Reproduire des écosystèmes d’eau douce pour déceler les effets des pesticides courants

Inauguré en 2016, le Laboratoire pour les Écosystèmes Aquatiques Perturbés (LEAP) de la Réserve naturelle Gault compte 96 « étangs ». Ce réseau est en fait constitué d’abreuvoirs pour bovins pouvant contenir jusqu’à 1 000 litres d’eau. En les remplissant avec de l’eau du lac Hertel, des scientifiques ont pu reproduire certains paramètres des écosystèmes d’eau douce pour étudier la manière dont certaines communautés d’organismes de ces écosystèmes, comme le plancton, réagissent et s’adaptent à divers facteurs de stress environnementaux.

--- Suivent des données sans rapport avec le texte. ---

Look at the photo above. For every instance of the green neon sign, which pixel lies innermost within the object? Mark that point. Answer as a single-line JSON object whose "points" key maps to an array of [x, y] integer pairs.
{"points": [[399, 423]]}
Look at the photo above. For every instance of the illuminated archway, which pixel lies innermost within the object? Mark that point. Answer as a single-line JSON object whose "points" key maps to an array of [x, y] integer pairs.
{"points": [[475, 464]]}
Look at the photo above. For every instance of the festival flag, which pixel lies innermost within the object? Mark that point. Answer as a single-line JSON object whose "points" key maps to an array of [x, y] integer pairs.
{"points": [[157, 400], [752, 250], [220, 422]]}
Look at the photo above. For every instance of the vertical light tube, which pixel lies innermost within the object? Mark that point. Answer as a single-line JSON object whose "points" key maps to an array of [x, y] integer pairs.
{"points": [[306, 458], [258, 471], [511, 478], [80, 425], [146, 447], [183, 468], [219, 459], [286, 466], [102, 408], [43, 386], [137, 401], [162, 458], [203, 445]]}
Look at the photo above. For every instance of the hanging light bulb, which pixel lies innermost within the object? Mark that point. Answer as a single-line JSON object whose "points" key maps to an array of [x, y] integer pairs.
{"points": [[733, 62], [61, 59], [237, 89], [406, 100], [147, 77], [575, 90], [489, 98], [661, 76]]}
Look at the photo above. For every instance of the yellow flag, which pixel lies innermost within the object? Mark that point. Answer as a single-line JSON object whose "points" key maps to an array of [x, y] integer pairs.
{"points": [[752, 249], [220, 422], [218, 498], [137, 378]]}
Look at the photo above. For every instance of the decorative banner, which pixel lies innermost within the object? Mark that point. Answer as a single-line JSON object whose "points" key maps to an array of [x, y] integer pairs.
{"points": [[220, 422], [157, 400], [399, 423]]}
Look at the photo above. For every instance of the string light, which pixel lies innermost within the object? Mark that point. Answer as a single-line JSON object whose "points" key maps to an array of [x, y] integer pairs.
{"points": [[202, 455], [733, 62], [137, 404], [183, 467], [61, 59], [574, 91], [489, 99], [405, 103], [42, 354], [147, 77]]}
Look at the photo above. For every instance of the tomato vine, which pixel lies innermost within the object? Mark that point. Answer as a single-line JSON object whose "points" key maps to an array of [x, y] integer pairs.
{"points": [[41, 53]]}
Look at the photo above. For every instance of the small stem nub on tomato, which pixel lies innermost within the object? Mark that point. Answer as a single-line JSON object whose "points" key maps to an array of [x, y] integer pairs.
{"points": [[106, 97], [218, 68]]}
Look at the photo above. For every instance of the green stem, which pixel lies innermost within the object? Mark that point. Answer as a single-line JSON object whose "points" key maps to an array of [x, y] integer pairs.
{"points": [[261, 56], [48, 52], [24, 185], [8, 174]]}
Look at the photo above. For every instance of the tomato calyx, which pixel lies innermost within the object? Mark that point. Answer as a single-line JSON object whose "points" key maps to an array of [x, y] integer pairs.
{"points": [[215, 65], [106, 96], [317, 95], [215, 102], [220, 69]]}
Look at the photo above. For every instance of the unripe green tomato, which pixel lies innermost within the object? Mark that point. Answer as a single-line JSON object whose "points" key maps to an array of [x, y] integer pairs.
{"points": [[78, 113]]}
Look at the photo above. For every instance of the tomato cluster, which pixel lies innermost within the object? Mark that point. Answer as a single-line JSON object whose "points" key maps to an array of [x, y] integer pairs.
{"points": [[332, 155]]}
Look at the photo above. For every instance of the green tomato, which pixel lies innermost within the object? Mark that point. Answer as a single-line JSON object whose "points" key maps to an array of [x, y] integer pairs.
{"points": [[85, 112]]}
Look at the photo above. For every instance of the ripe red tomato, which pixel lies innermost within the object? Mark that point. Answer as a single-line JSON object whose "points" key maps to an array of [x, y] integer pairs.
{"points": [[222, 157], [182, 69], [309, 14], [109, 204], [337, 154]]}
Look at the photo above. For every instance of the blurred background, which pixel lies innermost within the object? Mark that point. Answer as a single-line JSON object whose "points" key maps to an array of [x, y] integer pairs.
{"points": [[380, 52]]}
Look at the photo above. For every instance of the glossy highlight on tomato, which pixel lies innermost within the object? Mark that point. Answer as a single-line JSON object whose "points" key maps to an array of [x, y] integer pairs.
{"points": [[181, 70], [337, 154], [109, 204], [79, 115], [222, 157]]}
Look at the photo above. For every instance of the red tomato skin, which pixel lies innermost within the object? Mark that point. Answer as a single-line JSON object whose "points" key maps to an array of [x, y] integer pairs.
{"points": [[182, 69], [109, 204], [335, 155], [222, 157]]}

Au cours des dernières années, une équipe de recherche de l’Université McGill a étudié les effets de pesticides courants comme l'herbicide Round-Up sur les microorganismes d’eau douce. À l’issue d’une série d’expériences, l’équipe a conclu que le Round-Up était particulièrement néfaste pour les communautés de plancton, entraînant l’extinction de beaucoup d’espèces vulnérables, et ce, même à des concentrations considérées comme sans danger par les normes nord-américaines.

Comment fonctionne le réseau LEAP?

Même s’il se trouve à plus d’un kilomètre du lac Hertel, le réseau LEAP est relié directement à l’eau du lac par un système de tuyaux pendant toute la saison sur le terrain. Il importe en effet qu’en plus de l’eau du lac, ces étangs contiennent également les microorganismes qui y vivent, comme le plancton, les bactéries et les microalgues. L’équipe de recherche s’intéresse aux effets des perturbations environnementales sur ces communautés de microorganismes.

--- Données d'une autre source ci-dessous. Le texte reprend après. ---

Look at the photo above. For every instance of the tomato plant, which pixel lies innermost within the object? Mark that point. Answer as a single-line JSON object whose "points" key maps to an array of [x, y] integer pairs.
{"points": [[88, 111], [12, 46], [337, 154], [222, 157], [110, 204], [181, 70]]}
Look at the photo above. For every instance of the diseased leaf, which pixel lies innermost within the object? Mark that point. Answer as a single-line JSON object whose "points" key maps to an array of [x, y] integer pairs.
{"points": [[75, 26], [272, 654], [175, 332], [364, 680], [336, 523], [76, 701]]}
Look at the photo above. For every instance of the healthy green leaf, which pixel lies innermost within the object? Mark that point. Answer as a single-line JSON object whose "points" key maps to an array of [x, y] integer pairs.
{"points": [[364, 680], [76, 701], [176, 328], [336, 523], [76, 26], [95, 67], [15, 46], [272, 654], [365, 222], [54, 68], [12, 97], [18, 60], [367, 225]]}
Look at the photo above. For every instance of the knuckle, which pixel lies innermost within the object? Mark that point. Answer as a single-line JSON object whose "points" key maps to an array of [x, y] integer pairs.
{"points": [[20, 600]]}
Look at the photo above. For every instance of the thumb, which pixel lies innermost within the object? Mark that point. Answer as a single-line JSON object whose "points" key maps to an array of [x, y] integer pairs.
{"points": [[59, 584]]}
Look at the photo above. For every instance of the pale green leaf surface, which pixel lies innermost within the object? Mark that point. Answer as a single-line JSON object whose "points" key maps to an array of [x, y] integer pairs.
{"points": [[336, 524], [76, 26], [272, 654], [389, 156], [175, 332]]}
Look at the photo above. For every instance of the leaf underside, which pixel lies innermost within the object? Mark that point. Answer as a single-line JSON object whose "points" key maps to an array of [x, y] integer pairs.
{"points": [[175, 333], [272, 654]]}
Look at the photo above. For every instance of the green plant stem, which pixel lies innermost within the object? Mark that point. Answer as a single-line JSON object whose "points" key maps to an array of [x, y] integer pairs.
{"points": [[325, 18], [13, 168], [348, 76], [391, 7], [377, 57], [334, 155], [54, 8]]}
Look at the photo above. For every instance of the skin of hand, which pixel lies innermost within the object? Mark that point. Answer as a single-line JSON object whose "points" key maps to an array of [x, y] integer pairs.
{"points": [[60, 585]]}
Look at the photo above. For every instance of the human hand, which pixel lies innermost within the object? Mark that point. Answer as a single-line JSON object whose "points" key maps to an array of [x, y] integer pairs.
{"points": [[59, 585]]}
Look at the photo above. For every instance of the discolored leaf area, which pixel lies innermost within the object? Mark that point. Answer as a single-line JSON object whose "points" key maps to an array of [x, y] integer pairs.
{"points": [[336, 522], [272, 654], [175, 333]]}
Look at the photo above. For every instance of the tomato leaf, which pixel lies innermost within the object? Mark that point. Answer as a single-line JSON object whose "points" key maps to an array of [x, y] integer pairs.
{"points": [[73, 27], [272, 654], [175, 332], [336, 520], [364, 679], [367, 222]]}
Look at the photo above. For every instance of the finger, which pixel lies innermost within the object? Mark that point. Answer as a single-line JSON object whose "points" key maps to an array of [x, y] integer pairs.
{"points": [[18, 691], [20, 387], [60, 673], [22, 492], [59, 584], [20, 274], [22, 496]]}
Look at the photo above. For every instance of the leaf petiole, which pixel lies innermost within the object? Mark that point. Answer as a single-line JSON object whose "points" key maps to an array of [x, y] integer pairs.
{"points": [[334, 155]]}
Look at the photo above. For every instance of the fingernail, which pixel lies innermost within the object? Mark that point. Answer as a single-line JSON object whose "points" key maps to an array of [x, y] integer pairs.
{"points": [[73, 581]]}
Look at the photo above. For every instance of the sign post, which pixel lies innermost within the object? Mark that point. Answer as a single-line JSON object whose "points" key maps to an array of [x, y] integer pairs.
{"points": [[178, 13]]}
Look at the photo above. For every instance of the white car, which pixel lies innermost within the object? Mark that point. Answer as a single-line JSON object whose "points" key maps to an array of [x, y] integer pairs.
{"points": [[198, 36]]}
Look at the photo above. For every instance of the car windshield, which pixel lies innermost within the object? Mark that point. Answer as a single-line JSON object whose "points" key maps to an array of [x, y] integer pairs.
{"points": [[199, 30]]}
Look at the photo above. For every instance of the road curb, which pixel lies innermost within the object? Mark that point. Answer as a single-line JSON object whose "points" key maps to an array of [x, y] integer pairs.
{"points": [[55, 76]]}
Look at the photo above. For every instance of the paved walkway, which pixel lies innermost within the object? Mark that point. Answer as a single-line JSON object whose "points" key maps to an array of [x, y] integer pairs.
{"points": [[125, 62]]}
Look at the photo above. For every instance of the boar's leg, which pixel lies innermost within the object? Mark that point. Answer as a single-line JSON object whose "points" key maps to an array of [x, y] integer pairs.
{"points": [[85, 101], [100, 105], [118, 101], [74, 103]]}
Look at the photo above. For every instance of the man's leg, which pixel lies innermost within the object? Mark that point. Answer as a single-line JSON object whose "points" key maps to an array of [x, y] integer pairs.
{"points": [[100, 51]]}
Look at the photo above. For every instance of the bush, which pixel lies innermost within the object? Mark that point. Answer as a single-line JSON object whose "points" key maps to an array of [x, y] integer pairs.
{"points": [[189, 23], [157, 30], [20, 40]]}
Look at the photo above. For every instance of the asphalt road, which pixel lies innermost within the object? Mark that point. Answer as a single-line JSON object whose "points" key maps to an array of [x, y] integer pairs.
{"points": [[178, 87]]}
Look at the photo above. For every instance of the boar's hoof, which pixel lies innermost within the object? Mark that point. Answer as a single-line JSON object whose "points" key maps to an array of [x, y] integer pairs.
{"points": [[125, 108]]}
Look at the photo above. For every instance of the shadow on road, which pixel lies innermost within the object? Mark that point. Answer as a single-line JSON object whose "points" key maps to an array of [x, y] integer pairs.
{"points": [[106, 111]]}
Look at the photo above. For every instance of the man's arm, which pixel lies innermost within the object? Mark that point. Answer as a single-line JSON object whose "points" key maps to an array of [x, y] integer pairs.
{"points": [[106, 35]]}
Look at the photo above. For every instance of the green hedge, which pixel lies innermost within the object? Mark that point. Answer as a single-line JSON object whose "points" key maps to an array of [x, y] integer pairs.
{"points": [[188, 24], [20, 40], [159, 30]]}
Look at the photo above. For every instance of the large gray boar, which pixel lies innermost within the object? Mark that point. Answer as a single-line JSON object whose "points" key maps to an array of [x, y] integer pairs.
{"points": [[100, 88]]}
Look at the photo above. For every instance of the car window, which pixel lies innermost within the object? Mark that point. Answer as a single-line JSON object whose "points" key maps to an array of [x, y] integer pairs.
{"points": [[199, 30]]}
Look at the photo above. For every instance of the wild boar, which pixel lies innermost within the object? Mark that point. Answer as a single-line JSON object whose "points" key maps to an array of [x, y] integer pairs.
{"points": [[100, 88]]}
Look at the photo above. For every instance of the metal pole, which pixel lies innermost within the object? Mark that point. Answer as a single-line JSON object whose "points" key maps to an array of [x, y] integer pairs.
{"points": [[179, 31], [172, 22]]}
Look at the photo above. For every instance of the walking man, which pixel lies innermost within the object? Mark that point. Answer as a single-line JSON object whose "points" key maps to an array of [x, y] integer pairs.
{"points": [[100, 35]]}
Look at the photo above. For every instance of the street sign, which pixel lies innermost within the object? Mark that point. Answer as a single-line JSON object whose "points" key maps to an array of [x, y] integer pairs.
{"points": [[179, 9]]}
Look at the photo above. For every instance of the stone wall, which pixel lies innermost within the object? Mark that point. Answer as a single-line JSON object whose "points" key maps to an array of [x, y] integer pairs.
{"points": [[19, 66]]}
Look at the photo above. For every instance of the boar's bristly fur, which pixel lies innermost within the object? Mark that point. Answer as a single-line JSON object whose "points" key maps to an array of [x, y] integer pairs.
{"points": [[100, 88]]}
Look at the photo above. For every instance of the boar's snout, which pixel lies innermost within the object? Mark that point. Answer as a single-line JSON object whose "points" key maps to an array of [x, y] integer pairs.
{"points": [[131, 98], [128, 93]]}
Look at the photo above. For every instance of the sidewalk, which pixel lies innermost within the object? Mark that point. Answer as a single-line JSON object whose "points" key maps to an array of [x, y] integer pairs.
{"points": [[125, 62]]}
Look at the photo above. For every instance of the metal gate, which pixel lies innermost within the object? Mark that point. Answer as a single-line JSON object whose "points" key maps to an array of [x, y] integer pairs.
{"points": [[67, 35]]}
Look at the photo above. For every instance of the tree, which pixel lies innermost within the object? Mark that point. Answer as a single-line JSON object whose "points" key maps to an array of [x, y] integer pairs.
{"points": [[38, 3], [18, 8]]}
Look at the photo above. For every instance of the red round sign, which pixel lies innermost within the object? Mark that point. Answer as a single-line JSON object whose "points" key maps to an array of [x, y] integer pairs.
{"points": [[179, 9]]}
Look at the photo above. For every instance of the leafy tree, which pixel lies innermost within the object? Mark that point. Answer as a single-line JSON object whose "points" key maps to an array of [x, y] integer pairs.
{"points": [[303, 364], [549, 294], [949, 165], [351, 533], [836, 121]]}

Lorsqu’on étudie la biodiversité, « le plus grand défi en ce moment consiste à générer les connaissances nécessaires pour suivre le rythme des changements que nous observons dans l’environnement » explique Andrew Gonzalez, professeur et détenteur de la chaire Liber Ero en biodiversité au département de biologie de l’Université McGill dans une récente entrevue. Gonzalez indique que dans le cadre du projet LEAP, « nous contenons les écosystèmes dans ce que nous appelons des mésocosmes. De cette façon, nous pouvons accélérer le processus de recherche et le reproduire. Résultat : des recherches effectuées à bien plus grande échelle en moins de temps. C’est une véritable révolution. ».

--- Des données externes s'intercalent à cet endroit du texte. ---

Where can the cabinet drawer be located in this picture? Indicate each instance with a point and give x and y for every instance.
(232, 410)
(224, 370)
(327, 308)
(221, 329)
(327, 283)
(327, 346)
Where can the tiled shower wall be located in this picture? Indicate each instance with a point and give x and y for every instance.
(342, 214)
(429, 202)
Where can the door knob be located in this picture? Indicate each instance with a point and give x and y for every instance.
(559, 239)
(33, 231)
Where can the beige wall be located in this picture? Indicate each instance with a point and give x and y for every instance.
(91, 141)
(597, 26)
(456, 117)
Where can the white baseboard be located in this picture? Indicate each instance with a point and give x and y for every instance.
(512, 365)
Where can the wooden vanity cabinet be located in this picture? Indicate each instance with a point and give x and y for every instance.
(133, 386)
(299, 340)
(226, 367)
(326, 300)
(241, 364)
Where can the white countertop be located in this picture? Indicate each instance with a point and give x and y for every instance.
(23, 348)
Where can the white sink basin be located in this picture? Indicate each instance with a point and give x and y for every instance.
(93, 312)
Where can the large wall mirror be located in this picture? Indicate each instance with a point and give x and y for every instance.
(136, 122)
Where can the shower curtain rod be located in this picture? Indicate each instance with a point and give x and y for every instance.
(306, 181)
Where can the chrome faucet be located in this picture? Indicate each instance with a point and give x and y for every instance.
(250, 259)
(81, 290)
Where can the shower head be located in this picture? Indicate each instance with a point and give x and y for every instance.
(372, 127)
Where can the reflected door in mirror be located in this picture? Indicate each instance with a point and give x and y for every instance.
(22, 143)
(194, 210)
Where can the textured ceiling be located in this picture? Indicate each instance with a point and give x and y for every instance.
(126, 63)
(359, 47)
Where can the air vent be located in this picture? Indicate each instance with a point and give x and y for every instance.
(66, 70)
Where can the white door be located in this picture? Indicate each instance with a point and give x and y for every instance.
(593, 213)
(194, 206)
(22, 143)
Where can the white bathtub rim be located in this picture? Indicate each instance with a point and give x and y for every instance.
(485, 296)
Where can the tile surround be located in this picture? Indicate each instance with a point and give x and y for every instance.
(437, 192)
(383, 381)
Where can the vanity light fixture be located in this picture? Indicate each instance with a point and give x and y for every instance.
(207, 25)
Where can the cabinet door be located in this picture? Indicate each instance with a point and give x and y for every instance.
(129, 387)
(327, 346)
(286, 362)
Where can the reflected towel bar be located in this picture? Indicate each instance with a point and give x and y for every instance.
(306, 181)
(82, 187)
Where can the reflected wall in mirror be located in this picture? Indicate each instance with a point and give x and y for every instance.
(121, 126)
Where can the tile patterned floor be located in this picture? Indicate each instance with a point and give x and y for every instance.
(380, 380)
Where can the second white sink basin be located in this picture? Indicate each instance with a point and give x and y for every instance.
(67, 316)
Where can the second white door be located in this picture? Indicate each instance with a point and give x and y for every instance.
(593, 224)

De nombreux abreuvoirs pour bovins en plastique noir situés à l’extérieur, en face d’un laboratoire.
Les installations du réseau LEAP à la Réserve naturelle Gault (photo : Alex Tran)

Gros plan sur les effets des pesticides communs

L’utilisation des pesticides est largement répandue au Canada et dans le monde. Lorsque ces produits sont épandus sur les terres agricoles, ils sont souvent transportés par la pluie et s’infiltrent dans les réseaux hydrographiques voisins. Ces contaminants s’accumulent alors dans les lacs et les étangs, ce qui peut avoir des effets néfastes sur les écosystèmes à proximité.

Lors de leurs expériences, les scientifiques du projet LEAP ont surveillé les effets de certains pesticides, comme l'herbicide Roundup, l’imidaclopride (un insecticide courant) et les engrais nutritifs, sur l’abondance et la diversité des communautés de plancton.

Une étudiante et un étudiant échantiollonnent l’eau d’un bassin noir.
Une étudiante et un étudiant échantillonnent l’un des étangs du réseau LEAP (photo: Alex Tran)

L’équipe de recherche a découvert que le Round-Up était particulièrement néfaste pour les communautés de plancton, menant beaucoup d’espèces vulnérables à l’extinction, et ce, même à des concentrations jugées sans danger.

À première vue, les résultats semblaient pourtant encourageants. En effet, après une extinction initiale, les communautés de plancton se reformaient généralement en abondance quelques semaines après leur exposition au Round-Up. Toutefois, la structure de ces communautés était différente d’avant l’introduction de l'herbicide. Ces communautés autrefois diverses étaient désormais dominées par quelques espèces tolérantes, des effets qui ont perduré.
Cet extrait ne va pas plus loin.